System.nanoTime() is not affected by clock changes. Really everyone - this is 
simply not an issue in ZooKeeper. 

====================
Jordan Zimmerman

> On Dec 7, 2017, at 7:43 AM, Kathryn Hogg <[email protected]> wrote:
> 
> I'm pretty new to zookeeper but have a fair amount of experience with virtual 
> synchrony going back many years.  Even though time is relative, it is 
> possible that if the clock suddenly jumps forward on the server to 
> prematurely declare timeouts as expired.  I'm not sure how Zookeeper handles 
> that but in Isis, if 2 consecutive calls to gettimeofday had too large of a 
> difference, it considered it fishy.  
> 
> Of course, this is why we use ntp with adjtime to avoid clocks going 
> backwards or making large jumps forward.
> 
> -----Original Message-----
> From: Patrick Hunt [mailto:[email protected]] 
> Sent: Wednesday, December 06, 2017 5:18 PM
> To: UserZooKeeper <[email protected]>
> Subject: Re: Zookeeper session expiration
> 
> {External email message: This email is from an external source.

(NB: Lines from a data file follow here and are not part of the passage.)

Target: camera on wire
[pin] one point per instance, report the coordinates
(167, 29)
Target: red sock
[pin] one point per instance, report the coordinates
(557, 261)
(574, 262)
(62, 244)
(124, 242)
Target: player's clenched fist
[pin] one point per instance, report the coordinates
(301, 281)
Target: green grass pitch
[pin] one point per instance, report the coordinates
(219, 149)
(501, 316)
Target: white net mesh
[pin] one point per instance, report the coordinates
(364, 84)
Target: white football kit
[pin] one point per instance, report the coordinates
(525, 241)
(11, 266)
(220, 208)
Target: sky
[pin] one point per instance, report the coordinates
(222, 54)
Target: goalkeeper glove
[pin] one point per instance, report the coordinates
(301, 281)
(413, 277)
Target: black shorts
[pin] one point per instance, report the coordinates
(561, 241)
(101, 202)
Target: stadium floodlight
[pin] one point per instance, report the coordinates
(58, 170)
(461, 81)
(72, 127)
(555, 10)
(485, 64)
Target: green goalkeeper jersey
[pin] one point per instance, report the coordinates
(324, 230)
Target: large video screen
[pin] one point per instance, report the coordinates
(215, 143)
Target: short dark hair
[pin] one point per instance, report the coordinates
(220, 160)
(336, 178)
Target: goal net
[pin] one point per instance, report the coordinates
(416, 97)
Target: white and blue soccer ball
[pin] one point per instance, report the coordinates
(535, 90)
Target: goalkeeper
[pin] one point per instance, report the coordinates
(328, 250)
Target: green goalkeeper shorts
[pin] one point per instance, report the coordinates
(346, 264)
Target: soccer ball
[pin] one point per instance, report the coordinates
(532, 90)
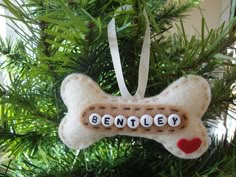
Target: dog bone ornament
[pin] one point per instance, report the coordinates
(172, 118)
(93, 115)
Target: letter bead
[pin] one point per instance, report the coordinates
(146, 120)
(120, 121)
(174, 120)
(107, 120)
(160, 120)
(133, 122)
(95, 119)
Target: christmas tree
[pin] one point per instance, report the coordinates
(65, 37)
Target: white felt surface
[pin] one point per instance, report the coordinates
(191, 93)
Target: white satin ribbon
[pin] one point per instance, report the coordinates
(144, 60)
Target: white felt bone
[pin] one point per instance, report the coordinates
(191, 93)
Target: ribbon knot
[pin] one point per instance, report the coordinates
(144, 59)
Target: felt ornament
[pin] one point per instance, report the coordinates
(172, 118)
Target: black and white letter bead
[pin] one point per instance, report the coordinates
(120, 121)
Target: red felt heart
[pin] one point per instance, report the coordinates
(189, 146)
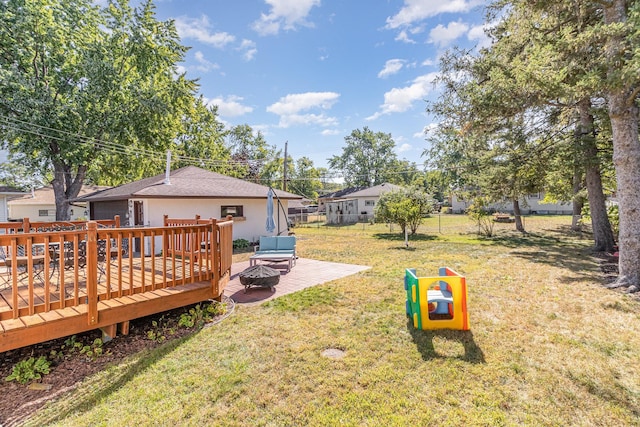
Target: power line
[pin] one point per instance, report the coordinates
(22, 126)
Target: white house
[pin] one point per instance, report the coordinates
(7, 193)
(359, 205)
(531, 204)
(40, 205)
(192, 191)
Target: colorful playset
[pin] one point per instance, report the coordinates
(437, 302)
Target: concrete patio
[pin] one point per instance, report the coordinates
(305, 273)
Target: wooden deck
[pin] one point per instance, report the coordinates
(97, 280)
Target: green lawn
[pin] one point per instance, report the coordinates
(548, 345)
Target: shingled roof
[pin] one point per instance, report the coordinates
(187, 182)
(375, 191)
(10, 191)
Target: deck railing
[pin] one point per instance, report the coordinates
(46, 271)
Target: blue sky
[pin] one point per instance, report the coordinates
(308, 72)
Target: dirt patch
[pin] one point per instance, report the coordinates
(69, 367)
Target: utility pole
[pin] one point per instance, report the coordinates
(284, 175)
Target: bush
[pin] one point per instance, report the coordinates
(478, 212)
(29, 370)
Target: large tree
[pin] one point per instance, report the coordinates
(600, 39)
(252, 158)
(86, 90)
(547, 56)
(305, 179)
(367, 159)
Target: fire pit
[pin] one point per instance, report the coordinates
(260, 276)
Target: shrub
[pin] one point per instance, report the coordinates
(29, 370)
(478, 212)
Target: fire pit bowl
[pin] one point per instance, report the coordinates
(259, 276)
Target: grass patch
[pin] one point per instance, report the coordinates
(548, 345)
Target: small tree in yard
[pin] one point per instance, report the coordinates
(478, 212)
(406, 207)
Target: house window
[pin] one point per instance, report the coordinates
(234, 211)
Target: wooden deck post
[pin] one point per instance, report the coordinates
(92, 272)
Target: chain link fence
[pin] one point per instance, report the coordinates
(436, 224)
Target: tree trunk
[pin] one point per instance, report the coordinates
(66, 187)
(518, 215)
(623, 113)
(602, 232)
(578, 200)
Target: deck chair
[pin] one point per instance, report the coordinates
(19, 264)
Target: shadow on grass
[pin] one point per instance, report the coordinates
(552, 251)
(397, 237)
(90, 393)
(424, 340)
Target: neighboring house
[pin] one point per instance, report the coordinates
(358, 206)
(40, 205)
(7, 193)
(298, 210)
(343, 211)
(531, 204)
(336, 195)
(188, 192)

Please 
> exercise caution prior to opening attachments, clicking on links, or 
> providing any sensitive information.}
> 
> What Jordan said + time use is only in the relative sense, not the absolute. 

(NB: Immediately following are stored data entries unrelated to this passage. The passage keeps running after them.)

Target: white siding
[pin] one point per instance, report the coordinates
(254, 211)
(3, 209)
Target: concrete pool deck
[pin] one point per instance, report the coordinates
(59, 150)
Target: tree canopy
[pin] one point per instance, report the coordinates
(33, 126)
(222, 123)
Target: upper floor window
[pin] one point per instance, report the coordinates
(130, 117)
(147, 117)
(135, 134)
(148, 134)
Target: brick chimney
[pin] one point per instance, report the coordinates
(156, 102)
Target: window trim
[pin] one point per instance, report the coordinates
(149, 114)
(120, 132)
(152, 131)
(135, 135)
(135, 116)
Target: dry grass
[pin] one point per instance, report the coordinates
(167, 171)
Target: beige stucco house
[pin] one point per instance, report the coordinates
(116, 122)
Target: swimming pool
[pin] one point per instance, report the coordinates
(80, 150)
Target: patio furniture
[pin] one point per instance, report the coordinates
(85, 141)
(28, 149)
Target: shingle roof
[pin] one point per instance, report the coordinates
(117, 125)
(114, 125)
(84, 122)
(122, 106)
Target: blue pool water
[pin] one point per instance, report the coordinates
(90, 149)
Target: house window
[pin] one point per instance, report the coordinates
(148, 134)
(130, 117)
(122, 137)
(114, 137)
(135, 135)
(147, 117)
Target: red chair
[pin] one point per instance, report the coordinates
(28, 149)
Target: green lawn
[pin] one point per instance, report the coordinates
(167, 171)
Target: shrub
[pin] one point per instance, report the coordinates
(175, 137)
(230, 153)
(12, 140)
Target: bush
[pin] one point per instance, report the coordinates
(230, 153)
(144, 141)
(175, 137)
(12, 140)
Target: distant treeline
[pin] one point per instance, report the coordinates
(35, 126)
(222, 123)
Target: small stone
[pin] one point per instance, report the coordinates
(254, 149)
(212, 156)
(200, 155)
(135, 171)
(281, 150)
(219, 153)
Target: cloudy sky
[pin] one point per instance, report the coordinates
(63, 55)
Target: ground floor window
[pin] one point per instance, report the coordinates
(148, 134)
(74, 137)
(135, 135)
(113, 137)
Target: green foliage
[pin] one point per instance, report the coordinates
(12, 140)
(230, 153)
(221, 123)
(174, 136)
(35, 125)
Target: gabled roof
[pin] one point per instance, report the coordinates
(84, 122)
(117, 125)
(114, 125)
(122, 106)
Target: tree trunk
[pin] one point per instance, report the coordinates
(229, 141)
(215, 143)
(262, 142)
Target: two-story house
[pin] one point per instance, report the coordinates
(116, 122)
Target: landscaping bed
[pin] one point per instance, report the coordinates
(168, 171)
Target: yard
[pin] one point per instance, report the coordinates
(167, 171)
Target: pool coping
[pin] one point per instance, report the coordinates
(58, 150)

> Session tracking (expiration) is relative to the start of leadership.
> 
> Patrick
> 
>> On Mon, Dec 4, 2017 at 12:21 PM, Jordan Zimmerman < 
>> [email protected]> wrote:
>> 
>> ZooKeeper, indeed, does not use wall clock time. It uses 
>> System.nanoTime() for most operations. Further, all operations go 
>> through the Leader node so only the Leader's notion of time matters. 

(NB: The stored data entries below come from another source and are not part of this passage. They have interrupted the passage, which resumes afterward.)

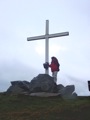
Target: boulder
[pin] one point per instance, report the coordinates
(42, 83)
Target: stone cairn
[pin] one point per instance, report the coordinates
(42, 85)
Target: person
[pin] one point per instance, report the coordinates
(54, 68)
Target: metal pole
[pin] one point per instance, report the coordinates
(47, 45)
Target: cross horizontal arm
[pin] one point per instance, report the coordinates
(58, 34)
(48, 36)
(36, 38)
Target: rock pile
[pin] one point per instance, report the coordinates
(42, 85)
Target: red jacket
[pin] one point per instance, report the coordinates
(54, 67)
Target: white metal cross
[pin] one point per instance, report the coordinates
(46, 37)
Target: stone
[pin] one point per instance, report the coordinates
(43, 83)
(59, 87)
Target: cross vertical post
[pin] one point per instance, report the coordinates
(47, 45)
(46, 37)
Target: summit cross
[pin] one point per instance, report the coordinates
(46, 37)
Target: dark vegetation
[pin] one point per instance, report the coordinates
(24, 107)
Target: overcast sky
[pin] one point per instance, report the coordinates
(22, 60)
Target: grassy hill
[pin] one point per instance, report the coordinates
(23, 107)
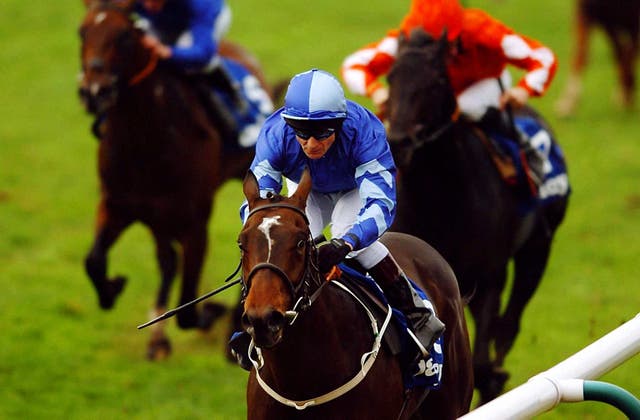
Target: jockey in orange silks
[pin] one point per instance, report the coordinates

>> The Leader manages the session via a "SessionTracker" instance. The code is 
>> in SessionTrackerImpl.java.
>> There is a sessionExpiryQueue which is a kind of priority queue that 
>> returns expired sessions based on System.nanoTime().
>> 
>> -JZ
>> 
>>> On Dec 4, 2017, at 12:09 PM, Abraham Fine <[email protected]> wrote:
>>> 
>>> Hello Anthony and Shawn-
>>> 
>>> To the best of my knowledge ZooKeeper does not use the "wall clock" 
>>> time anywhere. So that should not be the problem.
>>> 
>>> Please consider enabling debug logging, which should allow you to 
>>> track the "pings".
>>> 
>>> Thanks,
>>> Abe
>>> 
>>>> On Mon, Dec 4, 2017, at 11:51, Anthony Shaya wrote:
>>>> Thanks Shawn, should I message the developer mailing list for a 
>>>> more definitive answer?
>>>> 
>>>> Thanks again for the reply.
>>>> 
>>>> -----Original Message-----
>>>> From: Shawn Heisey [mailto:[email protected]]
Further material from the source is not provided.